Republicans have poured millions this week into the effort to elect Mitt Romney and congressional GOP candidates -- a multi-level, coast-to-coast attack that also takes aim at swing states and President Obama.
The biggest spender this week appears to be the National Republican Congressional Committee, which has reserved roughly $18 million in advertising time in districts from California to Massachusetts to protect their House majority.
"What we've said from Day One is we're going on the offensive across the country against House Democrats," committee spokesman Paul Lindsay said Thursday.
He also acknowledged that efforts to defeat Democratic congressional candidates are inevitably connected to the president.
"It's clear House Democrats are going to have to deal with the toxicity of President Obama's agenda," Lindsay said.
The reserved ads -- from the NRCC's independent expenditure arm -- could go into as many as 25 congressional districts and either target vulnerable Democrats, or help Republican incumbents in tough challenges.
The committee could shift the spending among the district or change amounts -- just as House Democrats could with the $32 million in reserved ads they announced earlier this year. But the early buys suggest where the parties have drawn battle lines.
The NRCC, for example, has earmarked nearly $2 million to defeat Democratic incumbents Larry Kissell and Mike McIntyre in North Carolina -- a state Republicans appear to increasingly think Romney can win.
Taylor Griffin, a GOP strategist at the Washington, D.C.-based Hamilton Place Strategies, points out the top of the November ticket leads the bottom.
"But regardless of the candidate, the message will be the similar," he said. "All of that (NRCC effort) will accrue for Romney."
Rob Lockwood, spokesman for the Republican Party of North Carolina, has yet to see the ads, but said Kissell and McIntyre "have been supporters of President Obama's failed agenda" and any ad will likely make such a case.
"The money is going to help compare and contrast," he said. "They have been Obama supporters, and the ads will demonstrate the shortcomings of both."
Also this week, the Romney campaign began running $3.3 million worth of TV ads in seven general election battleground states -- Colorado, Iowa, North Carolina, New Hampshire, Nevada, Ohio and Virginia, according to officials who track ad purchases. The officials spoke on the condition of anonymity because the campaign has not announced the advertising plan.

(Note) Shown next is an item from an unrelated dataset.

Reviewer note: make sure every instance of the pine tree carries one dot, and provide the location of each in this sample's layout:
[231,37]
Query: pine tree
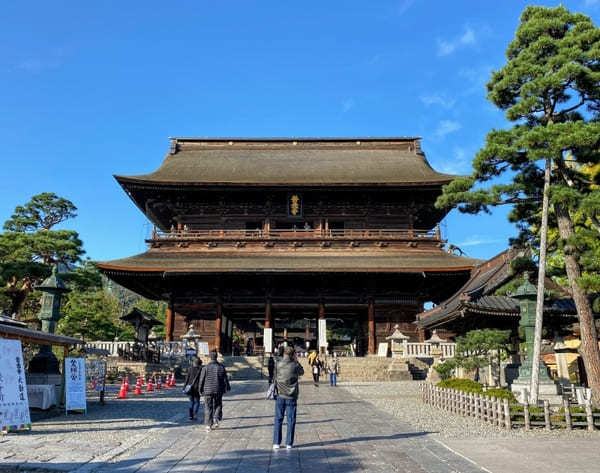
[549,89]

The announced spending came in the same week wealthy casino mogul Sheldon Adelson gave $10 million to Restore Our Future, an independent group running ads that support Romney's campaign. Adelson and his family had already contributed $21 million to a super PAC that helping Newt Gingrich when he was still a GOP presidential candidate.
The Romney campaign ad buy was first reported by CNN. The Adelson contribution to Restore Our Future was first reported by the Wall Street Journal.

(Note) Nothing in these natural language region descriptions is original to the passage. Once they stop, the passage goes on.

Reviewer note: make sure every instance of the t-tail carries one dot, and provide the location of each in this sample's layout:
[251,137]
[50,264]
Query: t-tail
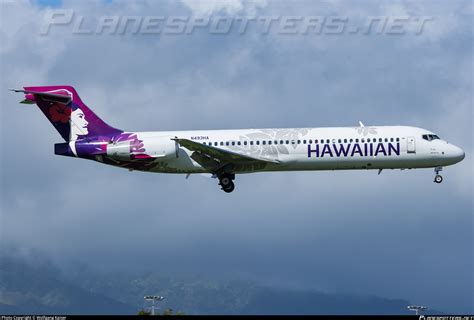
[69,115]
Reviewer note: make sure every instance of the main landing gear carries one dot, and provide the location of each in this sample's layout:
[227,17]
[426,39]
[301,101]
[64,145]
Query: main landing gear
[226,182]
[438,177]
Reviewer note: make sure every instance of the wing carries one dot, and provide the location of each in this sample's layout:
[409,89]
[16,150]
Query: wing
[215,159]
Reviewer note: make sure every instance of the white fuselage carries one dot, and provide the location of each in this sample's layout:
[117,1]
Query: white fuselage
[338,148]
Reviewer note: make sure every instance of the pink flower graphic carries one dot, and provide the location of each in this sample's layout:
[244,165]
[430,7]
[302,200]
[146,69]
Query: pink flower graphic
[60,113]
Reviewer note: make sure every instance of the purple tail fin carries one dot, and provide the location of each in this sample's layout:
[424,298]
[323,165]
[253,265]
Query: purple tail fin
[68,114]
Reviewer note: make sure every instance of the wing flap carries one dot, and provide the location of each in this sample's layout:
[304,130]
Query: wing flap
[214,158]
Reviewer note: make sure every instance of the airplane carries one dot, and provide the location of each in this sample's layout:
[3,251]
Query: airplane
[225,153]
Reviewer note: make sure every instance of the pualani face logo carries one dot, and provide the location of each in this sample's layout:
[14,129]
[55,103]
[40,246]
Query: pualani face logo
[352,150]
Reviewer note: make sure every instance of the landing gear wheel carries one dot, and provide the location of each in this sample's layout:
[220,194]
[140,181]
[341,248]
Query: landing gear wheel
[225,181]
[229,188]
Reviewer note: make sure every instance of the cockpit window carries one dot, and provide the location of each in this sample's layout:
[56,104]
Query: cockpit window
[430,137]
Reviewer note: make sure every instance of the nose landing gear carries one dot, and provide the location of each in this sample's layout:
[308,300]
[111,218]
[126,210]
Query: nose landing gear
[225,181]
[438,177]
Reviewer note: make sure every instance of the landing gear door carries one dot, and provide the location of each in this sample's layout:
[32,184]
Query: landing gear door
[411,145]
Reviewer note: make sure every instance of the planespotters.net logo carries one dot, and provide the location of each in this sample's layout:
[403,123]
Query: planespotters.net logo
[303,25]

The contribution and the spending follows a record month for Romney and Republican National Republican Committee, who in May raised roughly $17 million more than Obama and Democratic National Committee -- $76.8 million to $60 million, respectively.
Griffin said whether Obama -- a master fundraiser in 2008 with the advantage of an incumbent -- can catch up remains to be seen.
"Ask an economist," he said. "If the economy starts to recover, he'll have a more credible case."